Saint Augustine's People Part Two

Saint Augustine of Hippo
Philippe de Champaigne (1602-1674)

In the early days of the Christian Church in Europe the Augustinians were a loose collection of free wheeling and independent Hermits similar to the Carmelites. The Carmelites were originally from Mount Carmel in Palestine, the Augustinian Order of Friars were originally from the hills of Tuscany in Italy. Like the Carmelites, in the eleventh or twelfth or maybe the thirteenth century the Augustinians found it necessary to curry favor with the fellas in the Christian Church who had the money and political contacts, and who were led by an elected official called The Pope who still humbly bears the job title of God's Representative Here on Earth. For a bunch of religious nuts from Tuscany to be taken seriously by the business side of Western Christianity they needed to demonstrate their provenance. In the Augustinian ranks there was a folk memory of a Saint Augustine of Hippo, who certainly did not make a virtue out of poverty and had admitted to God in several letters that he found it very difficult to take a vow of chastity seriously, but who in around 400 had written a book called the Rule of Augustine on how a religious community should manage itself. The Pope still had a copy of this book, and was interested.

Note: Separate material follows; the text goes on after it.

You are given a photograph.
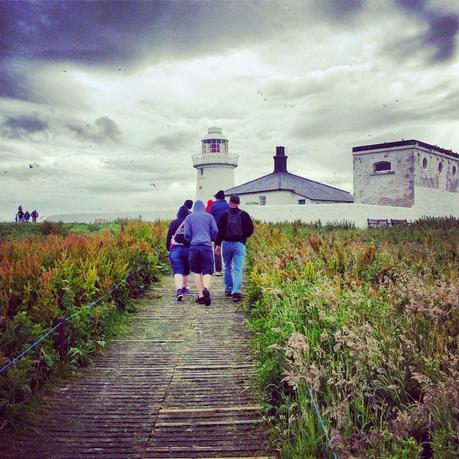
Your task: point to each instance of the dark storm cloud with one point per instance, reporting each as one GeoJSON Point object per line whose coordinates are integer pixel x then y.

Tuscany's Augustinians pulled out all the stops, called in favors and forged documentary evidence that they weren't some fly by night bunch of mountain bandits, their order went all the way back almost a thousand years to the North African Saint Augustine who was of Berber and Roman origin and in fact their order had been founded by the great man but they'd been forced to leave North Africa following the Sack Of Hippo by the Vandals in 431.